Deactivation of Cu/ZSM-5 Catalysts during the Conversion of 2,3-Butanediol to Butenes

This work determines the deactivation mechanisms of Cu/ZSM-5 catalysts used for the conversion of 2,3-butanediol to butene as part of an alcohol-to-jet route. The deactivation of the catalyst, reflected by a drop in the rate of the limiting hydrogenation step by over 90% in 24 h at a weight hourly space velocity of 5.92 h−1, proceeds via both the agglomeration of copper particles and the obstruction of copper surfaces due to carbonaceous deposits, although the former has less impact on the decrease in the hydrogenation rate. To reduce the detrimental effect of carbonaceous deposits on catalytic activity, ZMS-5 is modified through desilication of the HZSM-5 support with NaOH and CsOH solutions to generate a hierarchical structure with mesopores. The catalyst with the CsOH-treated support generates the highest overall yield of desired olefin products and experiences the slowest deactivation. This is a result of the lower Brønsted acidity and larger mesopores found in the CsOH-treated catalyst, leading to the slower formation of carbonaceous deposits and the faster diffusion of their precursors out of the pores.

Process Development and Techno-Economic Analysis for Combined and Separated CO2 Capture-Electrochemical Utilization

Combining CO2 capture and utilization into a single unit operation offers a feasible solution for converting a sustainable feedstock into marketable commodity chemicals, while reducing energy requirements from separated processes. In this research, we developed a process model and performed a techno-economic analysis (TEA) for point-source CO2 capture and electrochemical-based utilization in light olefins production under both separated and integrated scenarios. CO2 containing flue gas from a 500 MW power plant was utilized as a feed while CO2 utilization involved electrochemical reduction reactions to produce light olefins directly from CO2. A meticulous analysis was conducted, probing into the multifaceted impacts of various operating parameters, material properties, and downstream treatment units.

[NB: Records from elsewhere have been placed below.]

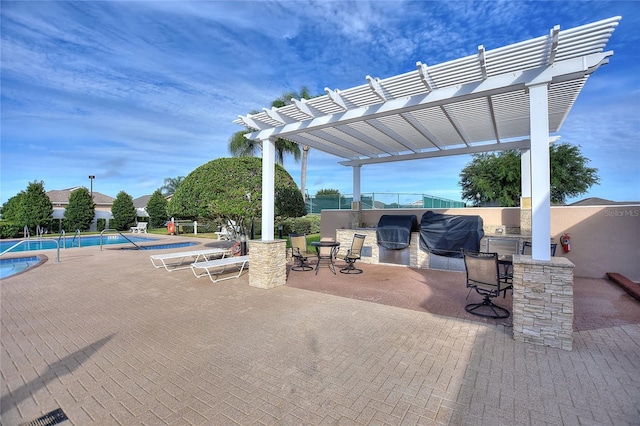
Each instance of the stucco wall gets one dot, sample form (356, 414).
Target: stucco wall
(603, 238)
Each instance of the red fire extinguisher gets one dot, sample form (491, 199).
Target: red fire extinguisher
(565, 240)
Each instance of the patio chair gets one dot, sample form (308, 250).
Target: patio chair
(353, 254)
(484, 276)
(299, 252)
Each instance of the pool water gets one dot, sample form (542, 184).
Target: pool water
(70, 242)
(14, 266)
(161, 246)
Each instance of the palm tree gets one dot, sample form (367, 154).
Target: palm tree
(240, 146)
(283, 100)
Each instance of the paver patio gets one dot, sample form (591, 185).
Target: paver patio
(110, 340)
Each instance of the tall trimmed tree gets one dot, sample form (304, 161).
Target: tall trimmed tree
(123, 211)
(81, 210)
(157, 209)
(496, 177)
(231, 189)
(35, 207)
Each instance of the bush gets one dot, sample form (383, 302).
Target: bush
(309, 224)
(9, 229)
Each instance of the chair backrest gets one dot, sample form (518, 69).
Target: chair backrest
(357, 244)
(298, 243)
(326, 251)
(482, 270)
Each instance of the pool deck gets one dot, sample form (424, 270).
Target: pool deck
(112, 341)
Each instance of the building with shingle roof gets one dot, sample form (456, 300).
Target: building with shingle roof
(60, 200)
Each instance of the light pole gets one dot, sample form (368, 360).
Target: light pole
(91, 177)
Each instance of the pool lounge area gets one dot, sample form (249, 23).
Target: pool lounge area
(108, 339)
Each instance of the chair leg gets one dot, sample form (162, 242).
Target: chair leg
(350, 268)
(302, 265)
(495, 311)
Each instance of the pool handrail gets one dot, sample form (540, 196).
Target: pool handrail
(63, 237)
(76, 234)
(121, 234)
(27, 241)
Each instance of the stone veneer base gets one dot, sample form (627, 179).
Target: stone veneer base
(543, 301)
(267, 263)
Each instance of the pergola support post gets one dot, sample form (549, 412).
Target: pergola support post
(525, 200)
(268, 257)
(542, 286)
(356, 205)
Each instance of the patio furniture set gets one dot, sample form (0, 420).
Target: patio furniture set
(326, 252)
(211, 262)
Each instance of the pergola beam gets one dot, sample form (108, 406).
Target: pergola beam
(504, 83)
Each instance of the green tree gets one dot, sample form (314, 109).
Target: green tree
(239, 146)
(496, 178)
(123, 211)
(11, 208)
(81, 210)
(35, 207)
(171, 185)
(157, 209)
(231, 189)
(570, 175)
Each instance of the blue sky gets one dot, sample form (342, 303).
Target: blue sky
(135, 92)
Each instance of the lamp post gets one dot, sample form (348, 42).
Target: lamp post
(91, 178)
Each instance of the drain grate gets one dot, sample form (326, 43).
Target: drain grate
(52, 418)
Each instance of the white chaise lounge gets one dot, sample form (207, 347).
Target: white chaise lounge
(140, 228)
(216, 267)
(174, 261)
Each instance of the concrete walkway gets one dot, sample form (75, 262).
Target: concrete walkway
(110, 340)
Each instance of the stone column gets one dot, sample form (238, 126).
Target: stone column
(356, 214)
(543, 301)
(267, 263)
(525, 215)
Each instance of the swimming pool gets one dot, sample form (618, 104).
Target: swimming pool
(161, 246)
(9, 267)
(70, 242)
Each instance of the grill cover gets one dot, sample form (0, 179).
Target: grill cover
(447, 235)
(394, 231)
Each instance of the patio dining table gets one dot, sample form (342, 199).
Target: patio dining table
(326, 255)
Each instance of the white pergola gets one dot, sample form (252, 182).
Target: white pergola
(506, 98)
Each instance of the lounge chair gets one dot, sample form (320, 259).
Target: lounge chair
(485, 275)
(353, 254)
(140, 228)
(299, 252)
(217, 267)
(180, 258)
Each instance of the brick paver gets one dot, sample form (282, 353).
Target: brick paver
(111, 340)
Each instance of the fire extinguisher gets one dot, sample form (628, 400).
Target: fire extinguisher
(565, 240)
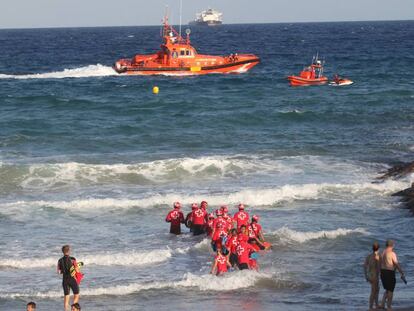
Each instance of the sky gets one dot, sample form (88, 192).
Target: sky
(86, 13)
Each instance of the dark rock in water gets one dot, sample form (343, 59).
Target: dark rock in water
(405, 193)
(398, 171)
(406, 197)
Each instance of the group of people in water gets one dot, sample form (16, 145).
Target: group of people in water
(235, 240)
(382, 266)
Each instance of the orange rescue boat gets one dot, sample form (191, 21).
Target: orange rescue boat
(178, 57)
(311, 75)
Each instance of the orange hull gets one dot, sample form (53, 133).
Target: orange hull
(178, 57)
(298, 81)
(200, 65)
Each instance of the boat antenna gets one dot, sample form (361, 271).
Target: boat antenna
(181, 15)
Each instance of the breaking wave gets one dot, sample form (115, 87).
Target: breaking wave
(252, 197)
(228, 282)
(105, 259)
(38, 176)
(287, 235)
(97, 70)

Factors such as pressure, temperature, H2O/CO2 molar ratio, catalyst and adsorbent activities, deactivation rate, and heat integration were optimized to achieve 95 % CO2 recovery and > 90 % conversion, and > 85 % ethylene yield. Through a comprehensive TEA, our findings unveiled that the combined process utilizing bifunctional adsorbent/catalyst materials (BFMs) incurs costs of approximately $284/ton CO2, whereas the separated process reported expenses of ∼$516/ton CO2. This study, pivotal in its contributions, evaluated economic feasibility of combined capture-conversion method based on BFMs for CO2 removal and subsequent utilization via a promising advanced process model for sustainable feedstocks conversion to commodity chemicals.